Many women don’t get regular mammograms, while poor and minority women, as well as those living in rural areas, have particularly low rates of breast cancer screening, Paskett and her team point out in the September 6 issue of the Journal of the National Cancer Institute.
To investigate whether visits from community members trained to provide health care information could improve mammography screening rates, the researchers tested the intervention in a poor, rural North Carolina county where breast cancer rates exceeded the state average.
Paskett and her team randomly assigned 841 women to three visits from a lay health advisor over a 9- to 12-month period, or to mailings on cancer screening but no in-person visits.
None of the women, who were 40 years of age or older, had had a mammogram in the previous 12 months. One third of the women were African American, 42 percent were Native American, and 25 percent were white. Two Native American women and one African American woman from the community were trained as health advisors.

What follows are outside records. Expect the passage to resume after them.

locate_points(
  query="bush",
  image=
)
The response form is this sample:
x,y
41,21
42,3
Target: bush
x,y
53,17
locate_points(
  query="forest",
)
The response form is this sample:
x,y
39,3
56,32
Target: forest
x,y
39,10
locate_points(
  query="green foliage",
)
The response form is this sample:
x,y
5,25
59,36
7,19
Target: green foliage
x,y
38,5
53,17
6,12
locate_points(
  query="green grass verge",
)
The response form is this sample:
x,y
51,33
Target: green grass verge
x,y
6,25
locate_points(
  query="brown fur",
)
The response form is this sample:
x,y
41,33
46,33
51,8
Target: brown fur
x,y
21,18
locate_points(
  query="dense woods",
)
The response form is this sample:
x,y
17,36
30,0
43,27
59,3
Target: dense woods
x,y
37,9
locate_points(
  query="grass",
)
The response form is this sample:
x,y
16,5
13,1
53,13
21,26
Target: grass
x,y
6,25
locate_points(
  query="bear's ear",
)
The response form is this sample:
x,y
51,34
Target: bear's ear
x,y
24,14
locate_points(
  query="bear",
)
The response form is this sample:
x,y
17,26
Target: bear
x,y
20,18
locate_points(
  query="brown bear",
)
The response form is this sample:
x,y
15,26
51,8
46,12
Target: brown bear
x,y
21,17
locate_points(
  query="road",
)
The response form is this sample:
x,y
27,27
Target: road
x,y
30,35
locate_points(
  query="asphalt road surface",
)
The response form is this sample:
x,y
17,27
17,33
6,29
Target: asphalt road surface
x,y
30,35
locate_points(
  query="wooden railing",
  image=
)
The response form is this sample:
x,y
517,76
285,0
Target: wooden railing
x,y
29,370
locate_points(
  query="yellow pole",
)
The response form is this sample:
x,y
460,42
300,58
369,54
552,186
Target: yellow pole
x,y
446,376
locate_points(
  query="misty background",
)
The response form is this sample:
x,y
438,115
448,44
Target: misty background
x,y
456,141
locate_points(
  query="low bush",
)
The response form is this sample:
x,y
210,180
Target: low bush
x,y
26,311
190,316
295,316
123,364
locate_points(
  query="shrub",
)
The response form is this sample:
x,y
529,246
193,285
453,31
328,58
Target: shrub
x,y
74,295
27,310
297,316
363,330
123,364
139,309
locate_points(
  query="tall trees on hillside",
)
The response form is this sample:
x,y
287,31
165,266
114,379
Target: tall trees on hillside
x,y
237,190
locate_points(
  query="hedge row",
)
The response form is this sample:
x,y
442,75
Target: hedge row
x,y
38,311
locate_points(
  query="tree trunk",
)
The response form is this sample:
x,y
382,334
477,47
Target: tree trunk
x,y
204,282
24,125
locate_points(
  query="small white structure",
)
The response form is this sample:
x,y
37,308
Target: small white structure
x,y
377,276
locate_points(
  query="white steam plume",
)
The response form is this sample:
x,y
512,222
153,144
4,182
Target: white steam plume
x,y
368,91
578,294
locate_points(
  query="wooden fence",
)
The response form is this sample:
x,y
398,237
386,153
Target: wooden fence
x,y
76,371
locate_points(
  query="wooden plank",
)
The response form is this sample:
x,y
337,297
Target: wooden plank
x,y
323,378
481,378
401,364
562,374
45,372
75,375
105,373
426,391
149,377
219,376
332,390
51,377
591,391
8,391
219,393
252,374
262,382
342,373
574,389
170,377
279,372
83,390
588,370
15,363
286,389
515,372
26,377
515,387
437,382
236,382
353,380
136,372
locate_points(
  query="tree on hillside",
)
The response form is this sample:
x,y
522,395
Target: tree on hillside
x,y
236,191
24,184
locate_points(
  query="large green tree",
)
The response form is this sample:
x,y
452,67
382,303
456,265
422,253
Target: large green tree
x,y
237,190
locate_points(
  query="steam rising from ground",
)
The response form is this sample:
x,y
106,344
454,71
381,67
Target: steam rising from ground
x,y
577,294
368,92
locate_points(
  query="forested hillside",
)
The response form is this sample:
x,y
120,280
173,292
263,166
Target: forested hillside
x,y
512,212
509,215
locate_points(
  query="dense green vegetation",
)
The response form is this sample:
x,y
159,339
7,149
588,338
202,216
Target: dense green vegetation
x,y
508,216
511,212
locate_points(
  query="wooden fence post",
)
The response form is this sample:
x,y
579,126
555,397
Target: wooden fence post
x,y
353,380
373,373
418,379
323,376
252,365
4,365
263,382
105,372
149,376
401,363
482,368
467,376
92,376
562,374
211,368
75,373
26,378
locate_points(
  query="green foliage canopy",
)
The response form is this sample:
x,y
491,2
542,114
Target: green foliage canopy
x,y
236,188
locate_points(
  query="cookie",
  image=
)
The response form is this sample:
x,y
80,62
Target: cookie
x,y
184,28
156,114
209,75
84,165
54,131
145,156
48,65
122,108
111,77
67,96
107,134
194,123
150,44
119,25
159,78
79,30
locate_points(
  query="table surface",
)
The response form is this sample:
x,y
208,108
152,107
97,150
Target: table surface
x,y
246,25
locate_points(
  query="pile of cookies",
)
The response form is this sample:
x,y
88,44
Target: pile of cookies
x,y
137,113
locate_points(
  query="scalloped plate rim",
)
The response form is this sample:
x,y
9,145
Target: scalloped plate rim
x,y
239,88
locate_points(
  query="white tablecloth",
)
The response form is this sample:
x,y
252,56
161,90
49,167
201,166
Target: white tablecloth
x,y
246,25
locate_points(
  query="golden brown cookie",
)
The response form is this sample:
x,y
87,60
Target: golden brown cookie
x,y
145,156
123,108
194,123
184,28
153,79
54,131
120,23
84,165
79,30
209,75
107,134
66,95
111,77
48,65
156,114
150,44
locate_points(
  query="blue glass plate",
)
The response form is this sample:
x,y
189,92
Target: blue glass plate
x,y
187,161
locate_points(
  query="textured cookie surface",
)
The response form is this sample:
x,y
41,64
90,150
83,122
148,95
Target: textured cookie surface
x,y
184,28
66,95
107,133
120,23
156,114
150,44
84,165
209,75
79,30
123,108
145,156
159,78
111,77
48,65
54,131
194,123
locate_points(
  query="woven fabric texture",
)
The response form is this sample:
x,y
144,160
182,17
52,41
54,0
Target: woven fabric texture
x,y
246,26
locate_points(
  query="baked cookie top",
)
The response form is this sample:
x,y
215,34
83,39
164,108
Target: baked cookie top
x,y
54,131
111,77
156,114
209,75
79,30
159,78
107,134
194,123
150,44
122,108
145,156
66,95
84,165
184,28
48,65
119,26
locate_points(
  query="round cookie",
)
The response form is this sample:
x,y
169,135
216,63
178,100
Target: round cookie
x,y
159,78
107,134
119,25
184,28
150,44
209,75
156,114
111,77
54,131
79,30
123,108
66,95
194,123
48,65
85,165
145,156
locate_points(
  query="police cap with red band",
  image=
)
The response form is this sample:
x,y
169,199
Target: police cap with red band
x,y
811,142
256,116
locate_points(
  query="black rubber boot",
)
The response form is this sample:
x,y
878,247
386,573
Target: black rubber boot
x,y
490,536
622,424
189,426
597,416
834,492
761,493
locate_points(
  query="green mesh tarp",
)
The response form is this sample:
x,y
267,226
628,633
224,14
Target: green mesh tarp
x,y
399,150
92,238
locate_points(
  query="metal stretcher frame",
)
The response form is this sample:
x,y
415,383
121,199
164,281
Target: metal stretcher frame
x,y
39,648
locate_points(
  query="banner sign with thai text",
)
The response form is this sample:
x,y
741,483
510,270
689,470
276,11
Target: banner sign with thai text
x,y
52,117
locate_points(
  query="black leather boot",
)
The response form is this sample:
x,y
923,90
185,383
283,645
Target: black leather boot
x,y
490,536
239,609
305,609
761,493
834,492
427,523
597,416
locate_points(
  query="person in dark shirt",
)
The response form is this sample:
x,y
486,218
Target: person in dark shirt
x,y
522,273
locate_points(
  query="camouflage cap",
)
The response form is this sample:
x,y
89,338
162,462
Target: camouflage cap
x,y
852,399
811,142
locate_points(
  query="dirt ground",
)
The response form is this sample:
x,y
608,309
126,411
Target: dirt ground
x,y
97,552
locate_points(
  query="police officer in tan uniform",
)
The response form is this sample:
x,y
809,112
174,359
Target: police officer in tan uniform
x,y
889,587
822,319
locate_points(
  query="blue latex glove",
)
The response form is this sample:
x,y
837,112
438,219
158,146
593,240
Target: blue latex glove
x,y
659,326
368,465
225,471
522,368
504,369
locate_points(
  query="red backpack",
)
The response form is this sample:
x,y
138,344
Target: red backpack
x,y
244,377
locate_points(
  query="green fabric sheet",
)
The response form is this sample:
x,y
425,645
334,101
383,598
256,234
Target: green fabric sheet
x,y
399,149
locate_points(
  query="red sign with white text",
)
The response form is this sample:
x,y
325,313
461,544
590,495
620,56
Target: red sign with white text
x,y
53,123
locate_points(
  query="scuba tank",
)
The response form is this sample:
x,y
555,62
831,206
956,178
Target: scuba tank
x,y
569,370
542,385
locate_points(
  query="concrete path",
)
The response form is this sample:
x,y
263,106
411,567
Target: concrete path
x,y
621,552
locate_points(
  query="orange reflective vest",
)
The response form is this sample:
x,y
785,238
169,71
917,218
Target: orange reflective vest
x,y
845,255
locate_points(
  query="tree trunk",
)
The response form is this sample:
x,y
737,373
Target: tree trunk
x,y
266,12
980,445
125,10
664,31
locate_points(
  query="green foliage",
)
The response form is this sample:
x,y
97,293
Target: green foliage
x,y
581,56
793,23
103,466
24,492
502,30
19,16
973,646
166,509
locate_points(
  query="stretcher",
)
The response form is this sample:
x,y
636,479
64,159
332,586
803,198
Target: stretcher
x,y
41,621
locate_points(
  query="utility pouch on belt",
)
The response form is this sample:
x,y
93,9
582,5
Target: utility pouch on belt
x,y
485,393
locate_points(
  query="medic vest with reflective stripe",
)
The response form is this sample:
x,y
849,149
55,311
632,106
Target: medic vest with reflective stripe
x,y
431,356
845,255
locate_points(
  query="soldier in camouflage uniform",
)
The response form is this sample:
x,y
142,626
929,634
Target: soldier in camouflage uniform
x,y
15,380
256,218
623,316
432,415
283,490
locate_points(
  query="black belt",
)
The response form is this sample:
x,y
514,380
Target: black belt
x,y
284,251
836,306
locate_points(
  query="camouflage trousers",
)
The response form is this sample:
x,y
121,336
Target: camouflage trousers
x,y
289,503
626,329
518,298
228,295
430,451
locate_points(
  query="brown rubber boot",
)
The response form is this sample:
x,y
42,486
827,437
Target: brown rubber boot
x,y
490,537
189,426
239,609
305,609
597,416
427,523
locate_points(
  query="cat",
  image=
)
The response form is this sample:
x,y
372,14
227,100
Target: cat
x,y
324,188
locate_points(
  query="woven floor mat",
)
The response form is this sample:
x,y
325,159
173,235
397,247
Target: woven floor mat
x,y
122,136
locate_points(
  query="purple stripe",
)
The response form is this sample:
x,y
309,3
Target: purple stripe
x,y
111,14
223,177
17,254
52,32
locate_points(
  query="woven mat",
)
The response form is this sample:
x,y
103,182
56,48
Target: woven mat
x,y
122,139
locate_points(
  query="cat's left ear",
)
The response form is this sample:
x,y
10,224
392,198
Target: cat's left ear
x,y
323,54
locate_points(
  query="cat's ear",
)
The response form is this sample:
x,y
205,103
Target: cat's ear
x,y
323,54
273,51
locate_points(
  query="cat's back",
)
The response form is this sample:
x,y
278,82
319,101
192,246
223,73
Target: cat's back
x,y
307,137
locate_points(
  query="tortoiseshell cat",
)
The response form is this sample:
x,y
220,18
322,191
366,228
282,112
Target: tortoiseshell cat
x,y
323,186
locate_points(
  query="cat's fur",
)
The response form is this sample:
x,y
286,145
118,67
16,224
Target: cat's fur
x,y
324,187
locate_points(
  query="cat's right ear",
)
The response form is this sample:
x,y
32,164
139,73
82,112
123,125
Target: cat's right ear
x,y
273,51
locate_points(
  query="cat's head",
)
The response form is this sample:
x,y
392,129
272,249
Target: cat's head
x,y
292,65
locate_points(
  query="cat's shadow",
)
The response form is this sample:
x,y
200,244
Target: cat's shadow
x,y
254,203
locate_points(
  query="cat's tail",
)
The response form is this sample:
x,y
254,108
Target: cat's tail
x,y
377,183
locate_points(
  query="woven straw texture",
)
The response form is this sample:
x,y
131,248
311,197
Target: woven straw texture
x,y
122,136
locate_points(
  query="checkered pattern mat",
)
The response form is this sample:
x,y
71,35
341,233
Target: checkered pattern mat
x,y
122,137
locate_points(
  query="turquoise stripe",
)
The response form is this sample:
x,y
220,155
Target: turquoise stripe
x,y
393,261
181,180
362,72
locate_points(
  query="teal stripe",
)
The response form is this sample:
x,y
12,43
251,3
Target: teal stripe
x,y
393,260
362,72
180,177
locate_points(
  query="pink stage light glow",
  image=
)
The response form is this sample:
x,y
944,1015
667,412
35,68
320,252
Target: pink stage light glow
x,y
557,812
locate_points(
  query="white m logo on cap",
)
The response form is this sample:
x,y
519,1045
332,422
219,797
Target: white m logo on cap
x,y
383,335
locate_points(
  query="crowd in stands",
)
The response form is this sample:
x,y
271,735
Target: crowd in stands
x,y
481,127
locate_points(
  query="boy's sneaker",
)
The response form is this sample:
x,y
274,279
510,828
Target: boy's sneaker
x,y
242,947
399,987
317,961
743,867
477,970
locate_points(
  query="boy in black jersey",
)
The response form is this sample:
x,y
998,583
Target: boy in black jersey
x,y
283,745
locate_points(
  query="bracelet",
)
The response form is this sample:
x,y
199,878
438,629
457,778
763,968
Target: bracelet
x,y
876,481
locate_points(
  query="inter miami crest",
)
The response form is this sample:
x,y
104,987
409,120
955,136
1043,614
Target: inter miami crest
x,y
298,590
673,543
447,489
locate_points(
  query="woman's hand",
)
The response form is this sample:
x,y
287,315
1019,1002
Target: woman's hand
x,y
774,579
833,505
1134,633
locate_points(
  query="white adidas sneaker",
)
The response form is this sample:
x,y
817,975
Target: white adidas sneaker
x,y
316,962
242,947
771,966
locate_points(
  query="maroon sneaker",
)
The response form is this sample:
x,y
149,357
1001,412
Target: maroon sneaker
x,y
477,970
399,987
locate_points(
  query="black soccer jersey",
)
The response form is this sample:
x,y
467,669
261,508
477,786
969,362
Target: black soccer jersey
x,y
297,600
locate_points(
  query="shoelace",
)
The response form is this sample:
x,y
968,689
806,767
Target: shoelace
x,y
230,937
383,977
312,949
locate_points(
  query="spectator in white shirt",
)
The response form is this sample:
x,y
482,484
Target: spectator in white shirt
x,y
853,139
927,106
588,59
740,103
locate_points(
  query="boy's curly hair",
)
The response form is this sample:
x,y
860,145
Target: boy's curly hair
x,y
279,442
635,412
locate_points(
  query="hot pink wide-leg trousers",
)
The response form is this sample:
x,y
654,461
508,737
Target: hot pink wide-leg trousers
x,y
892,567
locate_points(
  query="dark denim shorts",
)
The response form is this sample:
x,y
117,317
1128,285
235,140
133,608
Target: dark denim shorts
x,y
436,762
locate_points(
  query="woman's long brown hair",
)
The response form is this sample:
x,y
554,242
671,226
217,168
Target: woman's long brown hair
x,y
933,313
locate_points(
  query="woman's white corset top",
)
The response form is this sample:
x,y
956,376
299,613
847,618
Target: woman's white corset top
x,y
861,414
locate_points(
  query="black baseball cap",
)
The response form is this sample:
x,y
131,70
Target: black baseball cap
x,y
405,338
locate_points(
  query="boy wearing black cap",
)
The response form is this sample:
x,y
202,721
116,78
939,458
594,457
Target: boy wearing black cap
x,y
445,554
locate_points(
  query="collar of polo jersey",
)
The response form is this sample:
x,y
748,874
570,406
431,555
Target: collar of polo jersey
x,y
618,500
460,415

Twelve to fourteen months later, the researchers found that 42.5 percent of the women in the lay health advisor group had gotten mammograms compared with 27.3 percent of the women in the literature-only group. The effect was seen in all of the ethnic groups represented in the study.
Barriers to undergoing mammography, such as not knowing where to get the test, were significantly reduced among the women who received visits from the health advisors.
The authors conclude that lay health advisors could help reduce the sharp disparities in health seen among US ethnic groups.